Он отговорился партией шахмат, которую обещал сыграть вечером с гофмаршалом, и спокойно отступил назад, когда Майнау резко и с шумом распахнул возле него стеклянную дверь.
Прекрасная герцогиня, обязательно всем поклонившись, выпорхнула из зала под руку с Майнау, а гофмаршал, кряхтя, возвратился к своему креслу.
– Пожалуйста, заприте дверь, – сказал он брюзгливо священнику, опускаясь на подушки. – Вы бы не должны были и давеча отворять ее, дорогой друг; я не смел протестовать, потому что, кажется, герцогиня этого желала, но сырой воздух свинцом лег на мои ноги: завтра я буду совершенно болен; к тому же гнев и досада сдавливают мне горло… Пожалуйста, отвезите меня в мою теплую спальню; там я отдохну и подожду, пока затопят камин, а то здесь стало ужасно холодно… Ну, Лео, ты пойдешь со мною! – крикнул он мальчику, прижавшемуся к молодой женщине.
– Я хотел бы остаться с мамой, она совсем одна, – сказал ребенок.
– Мама никогда не бывает одна: она принимает «духов природы» и не нуждается в нас, – ответил, лукаво подмигивая, старик. – Пойдем со мной!
Он схватил за руку сопротивлявшегося мальчика и потащил его за собою, между тем как священник вывозил за дверь его кресло.
Глава 20
Молодая женщина снова подошла к окну.

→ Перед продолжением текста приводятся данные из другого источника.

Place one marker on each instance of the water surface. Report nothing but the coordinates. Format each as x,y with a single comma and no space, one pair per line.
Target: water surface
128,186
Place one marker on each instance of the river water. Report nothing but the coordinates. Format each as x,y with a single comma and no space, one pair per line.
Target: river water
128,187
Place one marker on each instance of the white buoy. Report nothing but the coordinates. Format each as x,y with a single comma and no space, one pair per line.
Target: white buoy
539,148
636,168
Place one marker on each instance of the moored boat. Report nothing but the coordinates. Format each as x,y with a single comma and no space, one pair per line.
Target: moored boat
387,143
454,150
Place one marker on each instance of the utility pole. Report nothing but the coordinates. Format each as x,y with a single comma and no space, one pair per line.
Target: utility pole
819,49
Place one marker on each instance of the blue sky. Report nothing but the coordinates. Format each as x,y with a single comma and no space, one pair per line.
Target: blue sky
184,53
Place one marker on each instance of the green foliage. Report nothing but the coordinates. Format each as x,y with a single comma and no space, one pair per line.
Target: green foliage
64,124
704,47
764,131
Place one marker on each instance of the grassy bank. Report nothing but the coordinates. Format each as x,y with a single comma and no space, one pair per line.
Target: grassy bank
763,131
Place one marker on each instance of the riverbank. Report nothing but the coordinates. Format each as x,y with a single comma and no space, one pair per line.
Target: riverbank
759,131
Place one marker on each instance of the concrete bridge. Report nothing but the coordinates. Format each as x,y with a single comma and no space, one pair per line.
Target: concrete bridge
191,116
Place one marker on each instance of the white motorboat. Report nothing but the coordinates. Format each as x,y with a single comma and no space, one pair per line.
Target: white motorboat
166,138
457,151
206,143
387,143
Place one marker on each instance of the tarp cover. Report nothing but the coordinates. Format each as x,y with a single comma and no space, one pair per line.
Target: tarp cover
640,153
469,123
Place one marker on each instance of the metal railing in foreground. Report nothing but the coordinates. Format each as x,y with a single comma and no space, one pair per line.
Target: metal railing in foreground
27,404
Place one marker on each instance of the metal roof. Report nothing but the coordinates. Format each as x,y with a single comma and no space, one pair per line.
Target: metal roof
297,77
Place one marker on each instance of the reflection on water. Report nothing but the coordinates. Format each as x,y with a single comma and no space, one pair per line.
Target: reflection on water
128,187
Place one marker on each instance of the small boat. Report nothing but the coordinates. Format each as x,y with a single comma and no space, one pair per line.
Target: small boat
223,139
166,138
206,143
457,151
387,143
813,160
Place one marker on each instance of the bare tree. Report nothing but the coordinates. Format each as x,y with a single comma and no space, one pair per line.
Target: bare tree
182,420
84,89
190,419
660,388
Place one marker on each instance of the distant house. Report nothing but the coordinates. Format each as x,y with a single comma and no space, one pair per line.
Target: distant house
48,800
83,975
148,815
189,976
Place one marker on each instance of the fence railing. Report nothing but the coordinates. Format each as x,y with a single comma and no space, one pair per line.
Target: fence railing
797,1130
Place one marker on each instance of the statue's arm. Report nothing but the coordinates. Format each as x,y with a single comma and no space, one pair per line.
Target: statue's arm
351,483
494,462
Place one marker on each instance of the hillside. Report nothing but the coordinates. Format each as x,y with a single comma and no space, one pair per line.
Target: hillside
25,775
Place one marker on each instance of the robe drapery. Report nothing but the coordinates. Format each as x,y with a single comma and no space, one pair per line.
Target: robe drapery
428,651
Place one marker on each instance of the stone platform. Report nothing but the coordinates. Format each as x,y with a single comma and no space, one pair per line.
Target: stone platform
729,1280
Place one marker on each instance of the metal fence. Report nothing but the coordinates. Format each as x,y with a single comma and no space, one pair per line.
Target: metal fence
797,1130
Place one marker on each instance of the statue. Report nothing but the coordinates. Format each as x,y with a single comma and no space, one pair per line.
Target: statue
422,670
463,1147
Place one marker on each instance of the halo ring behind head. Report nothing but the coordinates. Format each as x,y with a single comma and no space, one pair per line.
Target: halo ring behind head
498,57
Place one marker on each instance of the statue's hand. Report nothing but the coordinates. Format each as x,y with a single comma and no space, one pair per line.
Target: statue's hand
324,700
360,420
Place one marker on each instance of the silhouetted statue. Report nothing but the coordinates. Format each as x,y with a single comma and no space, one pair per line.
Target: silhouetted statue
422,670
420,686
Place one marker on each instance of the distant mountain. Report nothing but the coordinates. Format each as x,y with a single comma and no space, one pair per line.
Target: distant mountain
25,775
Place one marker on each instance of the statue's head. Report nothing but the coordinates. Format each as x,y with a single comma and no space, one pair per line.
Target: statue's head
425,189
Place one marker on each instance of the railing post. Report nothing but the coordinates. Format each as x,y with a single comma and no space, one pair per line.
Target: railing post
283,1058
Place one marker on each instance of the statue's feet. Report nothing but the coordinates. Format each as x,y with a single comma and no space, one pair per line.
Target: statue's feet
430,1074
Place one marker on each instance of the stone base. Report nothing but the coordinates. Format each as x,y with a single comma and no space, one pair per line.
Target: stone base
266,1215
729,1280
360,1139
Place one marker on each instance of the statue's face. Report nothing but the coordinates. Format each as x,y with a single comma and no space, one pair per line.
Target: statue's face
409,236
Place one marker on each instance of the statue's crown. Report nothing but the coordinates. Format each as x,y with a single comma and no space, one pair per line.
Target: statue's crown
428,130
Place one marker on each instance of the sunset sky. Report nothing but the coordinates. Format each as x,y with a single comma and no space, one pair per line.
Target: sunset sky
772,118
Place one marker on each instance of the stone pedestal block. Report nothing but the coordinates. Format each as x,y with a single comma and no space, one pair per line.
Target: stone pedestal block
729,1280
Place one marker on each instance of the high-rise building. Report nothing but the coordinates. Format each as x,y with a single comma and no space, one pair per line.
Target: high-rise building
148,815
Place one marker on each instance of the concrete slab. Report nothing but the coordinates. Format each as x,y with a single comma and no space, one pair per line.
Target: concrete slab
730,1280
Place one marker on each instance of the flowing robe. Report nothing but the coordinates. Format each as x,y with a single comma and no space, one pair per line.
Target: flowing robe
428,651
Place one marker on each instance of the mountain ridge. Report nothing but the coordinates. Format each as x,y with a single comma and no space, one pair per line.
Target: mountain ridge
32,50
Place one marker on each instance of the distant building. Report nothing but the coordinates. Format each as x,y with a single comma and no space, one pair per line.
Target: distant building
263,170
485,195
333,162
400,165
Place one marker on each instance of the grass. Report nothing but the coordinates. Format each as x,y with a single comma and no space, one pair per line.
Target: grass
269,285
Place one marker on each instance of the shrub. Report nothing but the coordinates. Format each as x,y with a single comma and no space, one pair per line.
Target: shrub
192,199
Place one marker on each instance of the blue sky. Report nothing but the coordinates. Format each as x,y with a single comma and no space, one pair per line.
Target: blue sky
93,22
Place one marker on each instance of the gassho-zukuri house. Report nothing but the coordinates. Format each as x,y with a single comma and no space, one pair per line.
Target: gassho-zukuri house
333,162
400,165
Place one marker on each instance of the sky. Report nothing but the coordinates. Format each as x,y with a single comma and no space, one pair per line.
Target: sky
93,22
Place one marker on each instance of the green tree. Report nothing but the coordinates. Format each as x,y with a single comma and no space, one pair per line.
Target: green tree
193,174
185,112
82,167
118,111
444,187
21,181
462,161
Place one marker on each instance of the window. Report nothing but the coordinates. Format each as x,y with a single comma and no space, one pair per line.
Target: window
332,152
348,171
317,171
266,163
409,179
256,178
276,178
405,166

Стук колес отъехавшего экипажа замирал вдали. Теперь он въехал в лес: чудные рысаки бежали крупной рысью и уносили дорогой экипаж, где, утопая в мягких белых атласных подушках, сидела эта прелестная женщина с лицом медузы. Она любила его со всем пылом бешеной страсти, забывая свое герцогское достоинство и всю свою гордость; возле него она была не больше как страстно обожающая женщина, терзаемая ревностью… Зачем связал он свою судьбу с судьбой бедной девушки из Рюдисдорфа? Зачем не искал он ее царственной руки? Он был бы принят с распростертыми объятиями и мог бы быть счастлив с нею, так как и он не был равнодушен к ней: встреча в лесу в день свадьбы живо воскресла пред молодой женщиной – тут была какая-то тайна. «Старания ваши разобьются о предпринимаемое путешествие», – шепнула ей герцогиня, и Лиана еще чувствовала на своей шее и щеке ее горячее дыхание… Какое же старание должно разбиться? Она все делала, чтобы выполнить свои обязанности, но, благодарение Богу, гордость не изменила ей: она не шевельнула ни одним пальцем, чтобы приобрести любовь Майнау. Думая так, герцогиня ошиблась; в одном она была права, предполагая, что путешествие окончательно порвет слабо завязанный узел, даже если бы Лиана отказалась от своего решения уехать отсюда… Как ужасно ее положение! Когда он после продолжительного отсутствия вернется домой, никто и не вспомнит, что когда-то была привезена сюда графиня Трахенберг, чтобы провести здесь целый ряд горестных дней среди ежедневных пыток и оскорблений; он сам, путешествуя, стряхнет с себя тягостное воспоминание, чтобы овладеть наконец рукой, которая протягивалась к нему с таким страстным томлением.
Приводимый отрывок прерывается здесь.